Stay updated with the latest certifications or what is hot in your industry. Even if you have not obtained the certification, let the hiring manager or recruiter know that you are working toward this goal.
Regardless of your industry, technology plays a vital role. Too many over-40 job seekers try to advance in their careers without the basic computer and software skills. If you are not computer literate and are unfamiliar with the basic software programs, contact a local technical school in your area. Most offer short-term classes for beginners.
3. Sharpen your interviewing skills through preparation.
The old adage practice makes perfect holds true only for training in sports and rehearsing music but also for sharpening your interviewing skills.
You may have prepared yourself by knowing about the job description or the products and services of a company but how do you come across when stating these facts. Do you sound as if you are reciting memorized facts? Practice giving clear and concise answers to frequently asked interview questions.
Good interviewing skills can be achieved with practice and patience. Consider not only investing in a good resume writer but investing in the services of a good interview preparation coach or specialist as well. It’s worth the time and can mean the difference between whether a recruiter grants you a second interview or a polite rejection.
4. Update your hair and wardrobe to conform to this decade.

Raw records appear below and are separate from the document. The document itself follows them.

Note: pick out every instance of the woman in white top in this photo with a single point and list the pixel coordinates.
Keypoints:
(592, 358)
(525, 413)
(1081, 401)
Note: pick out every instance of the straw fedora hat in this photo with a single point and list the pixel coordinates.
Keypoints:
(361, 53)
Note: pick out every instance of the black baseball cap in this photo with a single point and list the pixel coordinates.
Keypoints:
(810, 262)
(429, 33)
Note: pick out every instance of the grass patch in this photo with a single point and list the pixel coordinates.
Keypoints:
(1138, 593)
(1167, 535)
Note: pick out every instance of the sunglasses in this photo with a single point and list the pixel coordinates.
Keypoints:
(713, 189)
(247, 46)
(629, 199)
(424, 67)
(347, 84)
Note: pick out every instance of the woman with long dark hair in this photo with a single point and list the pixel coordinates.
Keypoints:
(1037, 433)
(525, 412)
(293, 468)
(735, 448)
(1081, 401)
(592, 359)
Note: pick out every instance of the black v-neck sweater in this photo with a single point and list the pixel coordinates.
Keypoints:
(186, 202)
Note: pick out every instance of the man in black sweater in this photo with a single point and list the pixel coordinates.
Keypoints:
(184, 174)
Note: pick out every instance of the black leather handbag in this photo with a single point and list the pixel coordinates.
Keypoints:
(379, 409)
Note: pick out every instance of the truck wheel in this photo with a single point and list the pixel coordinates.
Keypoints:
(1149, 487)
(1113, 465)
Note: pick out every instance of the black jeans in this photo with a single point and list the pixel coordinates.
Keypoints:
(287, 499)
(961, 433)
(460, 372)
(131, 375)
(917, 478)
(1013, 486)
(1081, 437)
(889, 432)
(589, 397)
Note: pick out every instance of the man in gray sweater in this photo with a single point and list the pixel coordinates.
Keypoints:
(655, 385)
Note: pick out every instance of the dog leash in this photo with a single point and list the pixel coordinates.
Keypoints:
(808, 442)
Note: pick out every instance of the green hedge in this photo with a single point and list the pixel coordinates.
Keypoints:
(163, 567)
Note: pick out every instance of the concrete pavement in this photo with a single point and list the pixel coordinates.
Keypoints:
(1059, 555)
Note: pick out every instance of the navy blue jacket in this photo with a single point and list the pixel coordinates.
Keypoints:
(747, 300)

Okay, I’ll admit that I am a former blast from the past hair and wardrobe offender. I only applied this important tip within the last few years since getting married at age 40 and giving birth to two wonderful daughters. I won’t side-track you with this story but if you want to learn more, visit www.inseasonmom.org
While you may be comfortable with your 1970s or 1980s hair and wardrobe, the rest of the world does not think you look chic. You look older and dated. Don’t allow your appearance to distract the recruiter or hiring manager from your accomplishments or from getting your new job or promotion!